Give for Better Health: 3 Ways Giving is Good for Your Health

Give for Better Health: 3 Ways Giving is Good for Your Health

We’ve all heard the saying that it’s better to give than to receive. This might be true for several reasons, including your health. Obviously, giving helps others, whether it be through volunteering, donating, or simply offering emotional support to someone in need. But that act and the warm, satisfying feeling it evokes is doing you some good too. Studies suggest that the simple act of giving actually boosts your physical and mental health. Here’s how you can give for Better Health.

Increased Happiness

They say money can’t buy happiness, but depending on how you spend it, it just might. Significant research has found that spending money on others, such as charitable giving or volunteering, was linked to increased happiness, while money spent on personal expenses had no effect on a person’s happiness.

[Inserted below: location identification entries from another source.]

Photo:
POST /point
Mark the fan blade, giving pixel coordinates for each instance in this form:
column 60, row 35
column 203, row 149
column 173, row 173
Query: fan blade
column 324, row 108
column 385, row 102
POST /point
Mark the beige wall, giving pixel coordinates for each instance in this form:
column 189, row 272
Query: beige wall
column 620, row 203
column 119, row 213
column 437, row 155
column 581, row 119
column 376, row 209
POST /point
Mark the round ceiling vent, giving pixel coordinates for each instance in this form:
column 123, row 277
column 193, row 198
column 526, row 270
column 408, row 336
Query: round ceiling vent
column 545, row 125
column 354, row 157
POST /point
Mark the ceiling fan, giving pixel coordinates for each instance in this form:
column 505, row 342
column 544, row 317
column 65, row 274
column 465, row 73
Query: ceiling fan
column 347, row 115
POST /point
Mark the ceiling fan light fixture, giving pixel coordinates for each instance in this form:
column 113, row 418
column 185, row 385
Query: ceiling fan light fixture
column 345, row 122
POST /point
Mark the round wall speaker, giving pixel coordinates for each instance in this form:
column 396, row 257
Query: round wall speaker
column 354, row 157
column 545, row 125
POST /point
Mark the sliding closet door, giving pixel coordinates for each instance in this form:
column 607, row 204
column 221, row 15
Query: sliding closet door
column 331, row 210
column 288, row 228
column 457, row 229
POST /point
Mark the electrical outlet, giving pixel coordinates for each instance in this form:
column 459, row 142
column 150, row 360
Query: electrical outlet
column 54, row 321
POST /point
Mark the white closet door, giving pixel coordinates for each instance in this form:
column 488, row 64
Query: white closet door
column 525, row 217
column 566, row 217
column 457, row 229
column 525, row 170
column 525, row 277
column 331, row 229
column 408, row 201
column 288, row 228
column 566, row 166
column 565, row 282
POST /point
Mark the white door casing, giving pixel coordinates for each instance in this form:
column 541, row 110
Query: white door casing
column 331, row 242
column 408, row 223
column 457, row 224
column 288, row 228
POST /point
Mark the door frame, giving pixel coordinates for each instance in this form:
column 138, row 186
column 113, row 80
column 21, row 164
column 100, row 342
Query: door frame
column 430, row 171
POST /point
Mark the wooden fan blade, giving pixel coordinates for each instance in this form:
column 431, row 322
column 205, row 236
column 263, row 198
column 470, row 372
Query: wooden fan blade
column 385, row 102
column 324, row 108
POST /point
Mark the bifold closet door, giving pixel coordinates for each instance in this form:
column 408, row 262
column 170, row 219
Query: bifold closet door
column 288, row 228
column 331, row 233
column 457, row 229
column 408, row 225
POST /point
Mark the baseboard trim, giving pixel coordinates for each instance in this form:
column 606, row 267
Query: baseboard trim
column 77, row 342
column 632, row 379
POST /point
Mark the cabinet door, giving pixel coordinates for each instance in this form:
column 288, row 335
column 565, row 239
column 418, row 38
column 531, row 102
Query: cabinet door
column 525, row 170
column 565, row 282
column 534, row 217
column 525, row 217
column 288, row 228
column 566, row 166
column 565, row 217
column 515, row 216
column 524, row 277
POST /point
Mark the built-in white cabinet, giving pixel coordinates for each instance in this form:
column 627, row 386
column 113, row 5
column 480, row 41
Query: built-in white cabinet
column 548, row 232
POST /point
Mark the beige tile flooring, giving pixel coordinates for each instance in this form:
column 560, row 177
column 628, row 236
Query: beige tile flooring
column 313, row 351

When you give to others, your brain’s reward center is stimulated. This causes the brain to release feel-good chemicals like serotine, dopamine, and endorphins, helping to boost your happiness and overall satisfaction. And although this may be a short-term “giver’s high,” numerous studies have found that performing good deeds and giving to others can lead to greater long-term happiness and life satisfaction.

Lower Blood Pressure

Giving doesn’t just make you happy. It also reduces stress and helps to lower your blood pressure. So much so that some research shows blood pressure improvements from giving were comparable to those seen in people taking medication and adopting a new exercise regimen. A study by Carnegie Mellon University showed that adults over the age of 50 who volunteered regularly were less likely to develop high blood pressure than those who did not. It would appear that giving not only makes your heart happy but also helps to protect it.

Increased Lifespan

If you want to live longer, volunteer. According to one study, people who were 55 and older and who volunteered for two or more organizations were 44 percent less likely to die over a five-year period than those who didn’t volunteer. The results even accounted for other factors, including age, exercise, general health, and habits like smoking. When you’re helping others, you tend to have more motivation and develop a purpose. The lower mortality may also be attributed to the physical and mental benefits of volunteering and giving back, including lower blood pressure, less depression, lower stress levels, and increased self-esteem.

‘Tis the Season to Give

With so much going on in the world, there’s more of a need to spread a little happiness. It doesn’t take much – an afternoon at a soup kitchen, a small charitable donation to a worthy cause, or even picking up a few groceries for a neighbor in need. These simple acts can have a lasting impact on those you’re helping and yourself.

Challenge yourself this holiday season to give a little more and, in turn, receive Better Health.